Which Pittsburgh neighborhoods claim the most sidewalk parking tickets?

The answer may not surprise you — but the numbers might.

Vehicles parked on a sidewalk on 24th Street in the Strip.

Vehicles parked on a sidewalk on 24th Street in the Strip.


Despite what you may have seen or heard, this much is certain: You are not allowed to park on sidewalks in Pittsburgh. Like, not at all. Never.

But that hasn’t deterred many from doing so in places (ahem, Mount Washington) where narrow streets and the potential for sideswipes often leave car owners looking for elbow room where they can find it, and, in turn, pedestrians and cyclists looking for oncoming traffic as they’re squeezed into the street.

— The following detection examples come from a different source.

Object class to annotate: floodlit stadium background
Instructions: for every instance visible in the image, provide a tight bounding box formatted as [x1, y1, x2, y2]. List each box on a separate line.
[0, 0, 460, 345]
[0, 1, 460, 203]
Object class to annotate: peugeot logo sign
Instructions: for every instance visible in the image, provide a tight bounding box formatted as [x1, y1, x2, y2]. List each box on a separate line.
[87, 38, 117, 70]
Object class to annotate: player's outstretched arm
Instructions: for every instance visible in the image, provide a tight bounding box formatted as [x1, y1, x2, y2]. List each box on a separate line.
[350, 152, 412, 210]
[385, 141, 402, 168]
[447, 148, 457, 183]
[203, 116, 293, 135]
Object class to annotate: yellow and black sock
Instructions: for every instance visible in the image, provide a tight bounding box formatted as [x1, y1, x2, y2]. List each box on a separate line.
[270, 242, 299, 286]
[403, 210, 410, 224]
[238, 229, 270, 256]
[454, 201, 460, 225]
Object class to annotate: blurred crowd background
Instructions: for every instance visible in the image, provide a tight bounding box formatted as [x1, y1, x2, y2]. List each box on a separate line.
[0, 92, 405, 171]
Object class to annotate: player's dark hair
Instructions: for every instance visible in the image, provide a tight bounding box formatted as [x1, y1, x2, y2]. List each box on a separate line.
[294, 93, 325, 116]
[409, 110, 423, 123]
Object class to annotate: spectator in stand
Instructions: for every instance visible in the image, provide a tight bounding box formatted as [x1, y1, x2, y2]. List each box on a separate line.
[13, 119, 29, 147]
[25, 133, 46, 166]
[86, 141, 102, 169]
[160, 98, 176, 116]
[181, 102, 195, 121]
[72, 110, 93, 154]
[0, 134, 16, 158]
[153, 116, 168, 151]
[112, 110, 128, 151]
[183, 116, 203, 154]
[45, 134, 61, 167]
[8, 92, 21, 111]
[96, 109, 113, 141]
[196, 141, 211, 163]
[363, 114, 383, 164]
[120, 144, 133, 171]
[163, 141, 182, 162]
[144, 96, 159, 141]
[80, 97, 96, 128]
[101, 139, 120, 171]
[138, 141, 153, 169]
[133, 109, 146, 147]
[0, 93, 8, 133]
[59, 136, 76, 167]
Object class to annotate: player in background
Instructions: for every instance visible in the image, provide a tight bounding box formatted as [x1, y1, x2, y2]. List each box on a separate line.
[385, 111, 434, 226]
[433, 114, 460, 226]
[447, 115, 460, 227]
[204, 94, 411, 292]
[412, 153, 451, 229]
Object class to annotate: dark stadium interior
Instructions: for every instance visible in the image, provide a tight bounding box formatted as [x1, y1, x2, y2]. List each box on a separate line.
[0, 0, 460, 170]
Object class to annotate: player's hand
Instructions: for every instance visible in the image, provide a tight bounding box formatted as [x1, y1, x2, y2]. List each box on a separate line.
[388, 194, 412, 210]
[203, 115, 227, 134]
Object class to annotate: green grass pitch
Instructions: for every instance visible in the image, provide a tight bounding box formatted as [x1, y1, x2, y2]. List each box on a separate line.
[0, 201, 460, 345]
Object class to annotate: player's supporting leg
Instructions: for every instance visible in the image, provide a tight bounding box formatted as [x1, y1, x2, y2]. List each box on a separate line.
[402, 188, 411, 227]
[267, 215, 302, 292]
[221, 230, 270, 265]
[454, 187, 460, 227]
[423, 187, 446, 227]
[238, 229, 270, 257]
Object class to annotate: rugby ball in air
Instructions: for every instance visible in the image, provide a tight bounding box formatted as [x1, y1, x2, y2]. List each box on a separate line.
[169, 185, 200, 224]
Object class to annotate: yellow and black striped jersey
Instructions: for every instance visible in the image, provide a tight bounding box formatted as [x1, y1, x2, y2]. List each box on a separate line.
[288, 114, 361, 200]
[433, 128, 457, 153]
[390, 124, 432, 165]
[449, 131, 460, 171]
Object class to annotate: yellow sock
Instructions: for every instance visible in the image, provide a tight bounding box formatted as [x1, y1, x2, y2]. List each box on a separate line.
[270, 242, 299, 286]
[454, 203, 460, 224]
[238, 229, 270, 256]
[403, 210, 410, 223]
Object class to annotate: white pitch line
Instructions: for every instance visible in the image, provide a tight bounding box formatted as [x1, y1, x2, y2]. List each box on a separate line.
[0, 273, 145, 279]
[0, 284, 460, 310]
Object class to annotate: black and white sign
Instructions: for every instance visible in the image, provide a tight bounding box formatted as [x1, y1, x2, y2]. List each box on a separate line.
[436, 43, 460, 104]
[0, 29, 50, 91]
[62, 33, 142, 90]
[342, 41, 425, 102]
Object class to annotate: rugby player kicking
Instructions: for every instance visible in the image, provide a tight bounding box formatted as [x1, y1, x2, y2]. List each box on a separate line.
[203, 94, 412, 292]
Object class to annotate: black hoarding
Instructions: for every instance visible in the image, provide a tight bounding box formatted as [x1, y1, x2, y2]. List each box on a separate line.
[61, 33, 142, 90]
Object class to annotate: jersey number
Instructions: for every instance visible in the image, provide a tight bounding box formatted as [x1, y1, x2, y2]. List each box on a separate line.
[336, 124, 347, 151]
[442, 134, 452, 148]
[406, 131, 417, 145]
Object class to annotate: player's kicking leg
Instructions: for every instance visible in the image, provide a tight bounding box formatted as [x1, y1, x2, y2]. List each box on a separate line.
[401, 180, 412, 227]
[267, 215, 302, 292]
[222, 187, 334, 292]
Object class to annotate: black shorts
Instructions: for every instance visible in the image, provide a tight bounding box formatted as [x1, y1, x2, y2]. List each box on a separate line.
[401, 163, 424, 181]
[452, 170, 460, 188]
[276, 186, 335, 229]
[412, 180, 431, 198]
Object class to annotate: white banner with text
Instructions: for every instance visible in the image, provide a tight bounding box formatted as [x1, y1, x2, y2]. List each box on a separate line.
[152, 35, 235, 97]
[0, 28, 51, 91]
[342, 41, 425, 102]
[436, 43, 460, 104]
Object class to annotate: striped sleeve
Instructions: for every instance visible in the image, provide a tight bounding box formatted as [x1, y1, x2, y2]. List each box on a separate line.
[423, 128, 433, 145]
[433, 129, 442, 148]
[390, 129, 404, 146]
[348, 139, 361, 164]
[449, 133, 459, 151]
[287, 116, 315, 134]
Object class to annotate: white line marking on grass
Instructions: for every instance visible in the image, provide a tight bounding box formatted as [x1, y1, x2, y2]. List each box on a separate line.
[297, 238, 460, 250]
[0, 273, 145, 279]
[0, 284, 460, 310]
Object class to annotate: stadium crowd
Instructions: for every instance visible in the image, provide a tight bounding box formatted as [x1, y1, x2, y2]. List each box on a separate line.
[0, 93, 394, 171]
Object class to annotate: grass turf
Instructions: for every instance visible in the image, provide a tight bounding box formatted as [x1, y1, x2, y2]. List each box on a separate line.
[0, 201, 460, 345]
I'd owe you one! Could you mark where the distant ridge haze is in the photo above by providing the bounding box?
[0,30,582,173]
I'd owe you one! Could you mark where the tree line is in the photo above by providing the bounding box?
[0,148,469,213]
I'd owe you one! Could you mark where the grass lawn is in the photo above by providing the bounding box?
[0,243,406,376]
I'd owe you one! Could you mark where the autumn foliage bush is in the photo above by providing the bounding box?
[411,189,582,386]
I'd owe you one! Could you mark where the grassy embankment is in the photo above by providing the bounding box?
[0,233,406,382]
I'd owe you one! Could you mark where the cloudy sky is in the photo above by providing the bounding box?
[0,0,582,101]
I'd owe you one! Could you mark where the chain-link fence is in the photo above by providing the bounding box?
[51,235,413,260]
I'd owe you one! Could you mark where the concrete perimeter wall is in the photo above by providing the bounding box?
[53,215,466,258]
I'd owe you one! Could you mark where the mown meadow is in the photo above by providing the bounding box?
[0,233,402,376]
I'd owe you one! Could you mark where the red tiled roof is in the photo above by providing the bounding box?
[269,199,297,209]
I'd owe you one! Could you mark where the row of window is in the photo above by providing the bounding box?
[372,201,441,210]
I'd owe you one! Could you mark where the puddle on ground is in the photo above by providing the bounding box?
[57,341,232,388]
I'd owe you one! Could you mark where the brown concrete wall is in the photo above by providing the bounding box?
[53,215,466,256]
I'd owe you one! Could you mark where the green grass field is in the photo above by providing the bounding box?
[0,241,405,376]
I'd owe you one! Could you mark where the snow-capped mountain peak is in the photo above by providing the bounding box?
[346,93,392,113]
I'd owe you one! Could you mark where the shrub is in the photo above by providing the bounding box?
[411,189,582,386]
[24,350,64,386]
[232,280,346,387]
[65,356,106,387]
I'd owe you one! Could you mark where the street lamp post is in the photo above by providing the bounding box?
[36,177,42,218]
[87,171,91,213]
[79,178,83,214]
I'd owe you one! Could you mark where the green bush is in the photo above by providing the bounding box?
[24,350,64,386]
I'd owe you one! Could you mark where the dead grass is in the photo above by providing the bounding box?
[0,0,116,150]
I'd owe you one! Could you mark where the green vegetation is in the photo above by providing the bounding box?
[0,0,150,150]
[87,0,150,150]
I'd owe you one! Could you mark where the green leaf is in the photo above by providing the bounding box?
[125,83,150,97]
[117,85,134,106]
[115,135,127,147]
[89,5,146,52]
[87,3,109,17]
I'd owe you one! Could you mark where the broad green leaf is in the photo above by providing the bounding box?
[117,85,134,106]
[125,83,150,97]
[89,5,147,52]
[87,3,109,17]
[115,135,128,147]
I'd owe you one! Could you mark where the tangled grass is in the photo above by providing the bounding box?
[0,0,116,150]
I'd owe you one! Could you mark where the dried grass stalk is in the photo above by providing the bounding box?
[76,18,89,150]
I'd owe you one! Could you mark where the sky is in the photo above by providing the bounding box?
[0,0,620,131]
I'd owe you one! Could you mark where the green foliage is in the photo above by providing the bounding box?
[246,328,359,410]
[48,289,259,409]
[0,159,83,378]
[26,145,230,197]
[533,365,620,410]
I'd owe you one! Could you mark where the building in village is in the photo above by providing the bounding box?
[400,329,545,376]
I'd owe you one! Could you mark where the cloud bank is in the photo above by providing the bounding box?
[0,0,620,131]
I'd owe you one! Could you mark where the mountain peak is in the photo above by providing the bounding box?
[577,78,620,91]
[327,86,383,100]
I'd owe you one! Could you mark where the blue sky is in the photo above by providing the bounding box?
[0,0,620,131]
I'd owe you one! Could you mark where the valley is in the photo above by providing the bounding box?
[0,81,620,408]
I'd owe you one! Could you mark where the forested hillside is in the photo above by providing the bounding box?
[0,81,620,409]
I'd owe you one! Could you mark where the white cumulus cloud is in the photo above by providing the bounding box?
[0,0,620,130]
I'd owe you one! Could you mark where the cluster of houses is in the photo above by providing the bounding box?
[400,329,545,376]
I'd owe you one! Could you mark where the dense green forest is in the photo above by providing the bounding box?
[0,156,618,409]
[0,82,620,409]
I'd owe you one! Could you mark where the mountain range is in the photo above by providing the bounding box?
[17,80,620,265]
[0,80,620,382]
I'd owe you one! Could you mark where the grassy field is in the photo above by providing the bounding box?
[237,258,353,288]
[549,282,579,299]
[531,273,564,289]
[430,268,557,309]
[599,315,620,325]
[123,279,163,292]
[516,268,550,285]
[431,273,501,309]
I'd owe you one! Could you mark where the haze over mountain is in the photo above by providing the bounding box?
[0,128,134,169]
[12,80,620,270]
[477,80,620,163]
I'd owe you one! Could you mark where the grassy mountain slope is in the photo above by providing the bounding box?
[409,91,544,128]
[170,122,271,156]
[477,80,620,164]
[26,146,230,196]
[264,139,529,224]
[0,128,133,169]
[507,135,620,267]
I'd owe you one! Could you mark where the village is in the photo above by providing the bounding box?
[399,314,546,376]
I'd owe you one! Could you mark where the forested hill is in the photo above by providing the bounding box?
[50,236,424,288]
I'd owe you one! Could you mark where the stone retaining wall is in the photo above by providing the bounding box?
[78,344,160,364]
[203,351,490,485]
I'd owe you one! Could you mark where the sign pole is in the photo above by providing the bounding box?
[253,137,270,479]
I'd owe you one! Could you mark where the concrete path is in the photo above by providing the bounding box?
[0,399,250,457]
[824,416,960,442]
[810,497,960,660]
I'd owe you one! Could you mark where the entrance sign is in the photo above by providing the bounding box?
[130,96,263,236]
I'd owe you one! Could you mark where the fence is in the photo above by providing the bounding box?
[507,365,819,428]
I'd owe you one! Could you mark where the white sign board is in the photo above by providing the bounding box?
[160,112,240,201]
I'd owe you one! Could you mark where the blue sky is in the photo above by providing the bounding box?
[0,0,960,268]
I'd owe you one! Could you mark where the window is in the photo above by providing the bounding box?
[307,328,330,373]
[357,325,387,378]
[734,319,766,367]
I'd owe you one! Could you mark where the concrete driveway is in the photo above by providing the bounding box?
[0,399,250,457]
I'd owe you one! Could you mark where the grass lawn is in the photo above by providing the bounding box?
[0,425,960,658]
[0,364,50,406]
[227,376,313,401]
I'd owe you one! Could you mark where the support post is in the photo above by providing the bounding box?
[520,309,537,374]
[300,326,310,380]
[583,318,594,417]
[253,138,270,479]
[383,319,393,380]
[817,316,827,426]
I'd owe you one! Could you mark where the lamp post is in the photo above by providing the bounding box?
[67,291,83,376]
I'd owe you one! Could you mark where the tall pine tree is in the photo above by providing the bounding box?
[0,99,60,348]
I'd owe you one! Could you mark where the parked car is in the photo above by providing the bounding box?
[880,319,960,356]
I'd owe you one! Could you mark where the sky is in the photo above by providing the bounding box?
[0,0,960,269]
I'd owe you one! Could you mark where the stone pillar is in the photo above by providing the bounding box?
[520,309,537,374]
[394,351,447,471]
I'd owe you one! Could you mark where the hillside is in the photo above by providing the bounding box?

“Sidewalk parking is a big problem in Pittsburgh,” said Scott Bricker, executive director with Bike Pittsburgh, a bicycle and pedestrian advocacy organization, “but there are solutions.”

Among them is consistent enforcement of laws banning the practice, he added. But is that happening? It would appear not.

According to statistics provided to The Incline by the Pittsburgh Parking Authority (PPA), most Pittsburgh neighborhoods and parking districts saw just a handful of sidewalk parking tickets issued over the two-year period between 2015 and this year — some as low as one and none higher than 106. (The numbers, broken down by neighborhood and residential parking permit district, are below.)

The highest totals were seen Downtown, in the South Side, the Strip District and Oakland. Comparable totals were also seen in the North Side and Lawrenceville.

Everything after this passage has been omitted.